Letter From the Editors
Leviathan Editors and Staff address topics that we’ve found compelling to discuss, reflect on, write and make art about in the current times. We encourage Leviathan’s contributors to create their own work around these themes.
Leviathan’s signers reflect on what it means to speak about anti-racism as a white, Jewish staff.
Defining what it means to be anti-racist while benefiting from my white status in the places I live is difficult. I believe to be anti-racist is to practice anti-racism every day, to do something that contributes to dismantling the white supremacy so deeply ingrained in the United States and, as importantly, listen. Just listen, not speak. I recognize that I hold internalized racism as all white people do, but I don’t know how or in what way. So when I have the opportunity, I listen, and when I witness active racism, I say something if it is my place to do so. To be anti-racist, I believe, is to recognize how much you don’t know, that there are faults you hold that you are unaware of, to speak up when your voice is needed and shut up when it isn’t, to be a body at demonstrations and protests; not lead, just be a body, and do that whenever you can.
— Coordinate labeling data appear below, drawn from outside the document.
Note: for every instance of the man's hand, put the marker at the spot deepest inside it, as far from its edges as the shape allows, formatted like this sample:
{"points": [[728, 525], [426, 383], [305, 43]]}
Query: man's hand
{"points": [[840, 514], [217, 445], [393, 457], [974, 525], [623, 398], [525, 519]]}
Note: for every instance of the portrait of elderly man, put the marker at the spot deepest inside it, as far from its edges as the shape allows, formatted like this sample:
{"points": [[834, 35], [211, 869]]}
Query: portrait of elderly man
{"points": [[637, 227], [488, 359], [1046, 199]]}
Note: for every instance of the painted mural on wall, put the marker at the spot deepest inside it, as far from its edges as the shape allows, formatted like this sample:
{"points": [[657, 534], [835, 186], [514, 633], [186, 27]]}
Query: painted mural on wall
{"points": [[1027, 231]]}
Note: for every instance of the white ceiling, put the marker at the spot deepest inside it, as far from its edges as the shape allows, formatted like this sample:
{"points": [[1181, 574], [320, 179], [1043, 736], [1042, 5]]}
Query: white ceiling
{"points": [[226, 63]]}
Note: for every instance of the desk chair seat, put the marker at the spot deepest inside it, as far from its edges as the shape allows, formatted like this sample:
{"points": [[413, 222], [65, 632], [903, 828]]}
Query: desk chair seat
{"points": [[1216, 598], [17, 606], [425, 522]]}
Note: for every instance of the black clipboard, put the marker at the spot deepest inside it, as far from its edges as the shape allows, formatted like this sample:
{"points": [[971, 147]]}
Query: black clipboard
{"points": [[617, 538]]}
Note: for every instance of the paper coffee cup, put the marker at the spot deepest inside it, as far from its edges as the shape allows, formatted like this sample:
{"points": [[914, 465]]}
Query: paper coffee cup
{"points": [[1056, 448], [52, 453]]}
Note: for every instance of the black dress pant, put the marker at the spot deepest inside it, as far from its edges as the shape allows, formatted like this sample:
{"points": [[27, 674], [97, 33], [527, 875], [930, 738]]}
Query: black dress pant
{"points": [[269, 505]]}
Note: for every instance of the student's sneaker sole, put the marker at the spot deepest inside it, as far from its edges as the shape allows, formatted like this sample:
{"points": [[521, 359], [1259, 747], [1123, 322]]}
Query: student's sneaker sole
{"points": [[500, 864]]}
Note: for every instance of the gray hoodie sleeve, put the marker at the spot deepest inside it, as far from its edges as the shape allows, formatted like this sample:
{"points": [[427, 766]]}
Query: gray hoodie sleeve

Challenging your internalized racism is difficult but necessary to unlearn. Anti-racism should not be a burden put only on folks of color. It should not be a performance, a commodity, or a hashtag. It should not remain silent. I think there’s many more questions about what anti-racism should be. Particularly what it should look like when engaged by leaders in white institutions and systems of power. Personally, I’d like to pass along the call, particularly to other white folks in leadership roles. Investigate the ways in which you are privileged or ignorant and look forward to being challenged on it. Challenge your peers; do the work. If I could recommend two books I’ve read and engaged with as resources for interrogating my own ignorance of the persistence of racism it would be Melissa Harris Perry’s Sister Citizen and Ta-Nehisi Coates’ Between the World and Me.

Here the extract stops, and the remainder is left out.